How to get the total row number of a text file

W

Wei Su

Hi,
I have a text file abc.txt and it looks like:
12 34 56
23 45 56
33 56 78
... .. ..
... .. ..

I want to get how many rows totally in the text file, how to do this?
Thanks.
 
C

castreuil.anthony

Wei Su schreef:
Hi,
I have a text file abc.txt and it looks like:
12 34 56
23 45 56
33 56 78
.. .. ..
.. .. ..

I want to get how many rows totally in the text file, how to do this?
Thanks.

You could count the numbers of linebreaks.
 
T

ThunderBird

it mentioned "You could count the numbers of linebreaks. ". My question
is how to count the numbers of linebreaks?
TB
 
C

Charles M. Reinke

----- Original Message -----
From: "ThunderBird" <[email protected]>
Newsgroups: comp.lang.c
Sent: Thursday, August 11, 2005 1:14 PM
Subject: Re: How to get the total row number of a text file

it mentioned "You could count the numbers of linebreaks. ". My question
is how to count the numbers of linebreaks?
TB

This works for me...

cmreinke@hologram>cat lines.c
/* lines.c */
#include <stdio.h>

int main(int argc, char **argv) {
long lines=0;
FILE *fp;

if(argc>1) {
if((fp=fopen(argv[1], "r"))) {
while(fscanf(fp, "%*[^\n]\n")!=EOF) lines++;
printf("Number of lines in file \"%s\": %ld\n", argv[1], lines);
} /* if */
else printf("ERROR: could not open file \"%s\"\n", argv[1]);
} /* if */
else printf("ERROR: no input file specified\n");

return 0;
} /* main */
/* lines.c */

cmreinke@hologram>gcc -Wall -ansi -pedantic -o lines.exe lines.c
cmreinke@hologram>lines.exe output2
Number of lines in file "output2": 270

-Charles
 
M

moxm

This is a kind of tricky question, different os use different
combinations to get the newline.
Windows: \r\n
Unix: \n
Mac: \r . it said to be, I have never used a Mac machine. However, the
text file transfered between M$'s os and Unix, I dit get some trouble
with the carriage return and line feed.

#include <stdio.h>
#include <stdlib.h>
#include <string.h>
#include <errno.h>

static const char *prog_name="wcn";

int
main(int argc, char *argv[]) {
FILE *fp;
int i;

if (argc == 1) {
printf("Usage: %s [files]\n", prog_name);
exit(EXIT_FAILURE);
}

for (i=1; i<argc; ++i) {
unsigned int r_c=0, n_c=0, rn_c=0;
int c, last=0;
if (! (fp=fopen(argv, "rb"))) {
printf("%s: %s: %s\n", prog_name, argv, strerror(errno));
continue;
}


while ((c=fgetc(fp)) != EOF) {
if (c == '\n') {
++n_c;
if (last == '\r')
++rn_c;
} else if (last == '\r')
++r_c;
last = c;
}
r_c += last=='\r'; /* In case the last char is '\r' */

if (ferror(fp)) {
printf("%s: %s: %s\n", prog_name, argv, strerror(errno));
if (fclose(fp) == EOF)
perror(prog_name);
continue;
}
if (fclose(fp) == EOF)
printf("%s: %s: %s\n", prog_name, argv, strerror(errno));
printf("%s:\t \\n: %u\t \\r: %u\t \\r\\n: %u\n", argv, n_c, r_c,
rn_c);
}
exit(EXIT_SUCCESS);
}
 
W

Walter Roberson

This is a kind of tricky question, different os use different
combinations to get the newline.
Windows: \r\n
Unix: \n
Mac: \r . it said to be, I have never used a Mac machine. However, the
text file transfered between M$'s os and Unix, I dit get some trouble
with the carriage return and line feed.
if (! (fp=fopen(argv, "rb"))) {


If you do not open in binary mode, then the local OS's internal convention
will be transformed into \n when the data is read.
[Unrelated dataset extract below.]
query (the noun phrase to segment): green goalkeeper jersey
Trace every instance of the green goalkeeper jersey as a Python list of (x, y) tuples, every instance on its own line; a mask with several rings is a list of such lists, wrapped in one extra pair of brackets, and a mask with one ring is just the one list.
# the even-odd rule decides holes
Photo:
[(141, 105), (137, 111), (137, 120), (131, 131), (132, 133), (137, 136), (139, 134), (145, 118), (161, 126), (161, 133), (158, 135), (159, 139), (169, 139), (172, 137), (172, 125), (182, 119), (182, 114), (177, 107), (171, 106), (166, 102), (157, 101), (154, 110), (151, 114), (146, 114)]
If you are trying to deal with files that have been copied from other
OS's then the first line of defence is to copy them in text mode instead
of binary mode.
 
M

moxm

Charles' code is very clean and elegant, I think it works well in
windows and unix , but what if the newline character is just '\r' at a
Mac machine.
 
K

Keith Thompson

Charles M. Reinke said:
ThunderBird said:
it mentioned "You could count the numbers of linebreaks. ". My question
is how to count the numbers of linebreaks?

This works for me...

cmreinke@hologram>cat lines.c
/* lines.c */
#include <stdio.h>

int main(int argc, char **argv) {
long lines=0;
FILE *fp;

if(argc>1) {
if((fp=fopen(argv[1], "r"))) {
while(fscanf(fp, "%*[^\n]\n")!=EOF) lines++;
printf("Number of lines in file \"%s\": %ld\n", argv[1], lines);
} /* if */
else printf("ERROR: could not open file \"%s\"\n", argv[1]);
} /* if */
else printf("ERROR: no input file specified\n");

return 0;
} /* main */
/* lines.c */

Why bother with fscanf()?

#include <stdio.h>
#include <stdlib.h>

int main(int argc, char **argv)
{
long lines = 0;
FILE *fp;

if (argc>1) {
if((fp = fopen(argv[1], "r"))) {
int c;
while ((c = getc(fp)) != EOF) {
if (c == '\n') {
lines ++;
}
}
fclose(fp);
printf("Number of lines in file \"%s\": %ld\n", argv[1], lines);
}
else {
fprintf(stderr, "ERROR: could not open file \"%s\"\n", argv[1]);
exit(EXIT_FAILURE);
}
}
else {
fprintf(stderr, "ERROR: no input file specified\n");
exit(EXIT_FAILURE);
}
return 0;
}

I've also added a call to fclose(), improved error handling, and
(IMHO) improved code layout.
 
M

moxm

Do we have any ways to tell the newline character in our os? If it is
not '\n', then Charles' fscanf statement have to be changed.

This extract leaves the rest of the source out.